O presidente do Supremo Tribunal Federal (STF), Edson Fachin, defendeu a necessidade de a Justiça discutir os impactos éticos da inteligência artificial e afirmou ser “fundamental exigir responsabilidade das plataformas” digitais. Ao participar do seminário “A Justiça do Amanhã”, no Rio de Janeiro, o ministro também criticou processos judiciais e institucionais que se limitam a um “procedimento formal de coleta de dados” e tratam os depoentes “como se fossem algoritmos”, sem respeitar as individualidades dos envolvidos nas causas.

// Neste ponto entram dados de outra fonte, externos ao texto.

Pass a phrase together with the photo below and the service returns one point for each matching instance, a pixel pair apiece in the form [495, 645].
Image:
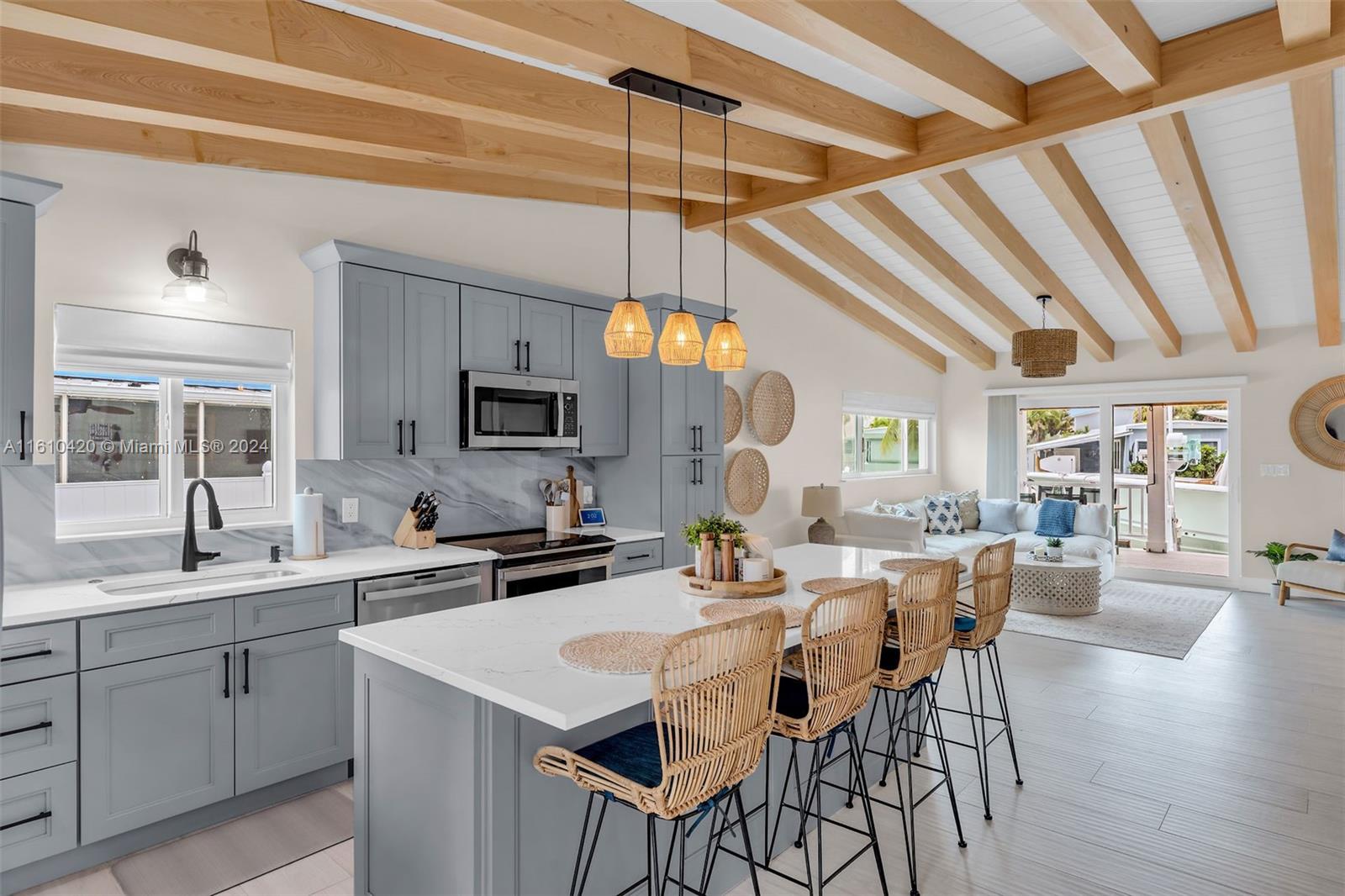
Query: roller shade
[107, 340]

“Quanto mais avançamos tecnologicamente, mais importante será preservar aquilo que provavelmente nenhuma tecnologia consegue reproduzir plenamente: a prudência, a empatia e a responsabilidade moral”, disse.
O ministro pontuou que a inteligência artificial pode ser útil para o sistema de Justiça na automatização de algumas etapas, especialmente diante do volume de processos. No ano passado, o Poder Judiciário brasileiro decidiu sobre cerca de 44 milhões de processos. Porém, ingressaram 39 milhões de novos processos. Em 2024, no Brasil, estiveram em tramitação mais de 80 milhões de processos. Em 2025, 75 milhões. Fachin afirmou que os números levam a questionamentos sobre a excessiva litigiosidade, mas sustentou que esse fator não é suficiente para tratar da eficiência do Judiciário.
“É fundamental, nesse momento, refletir além do volume de processos, mas sobre o que fazer para que a Justiça, mais do que quantidade, seja sinônimo de confiança nas suas decisões”, observou.
O ministro participa do evento organizado pela República.org, IDG e Museu do Amanhã.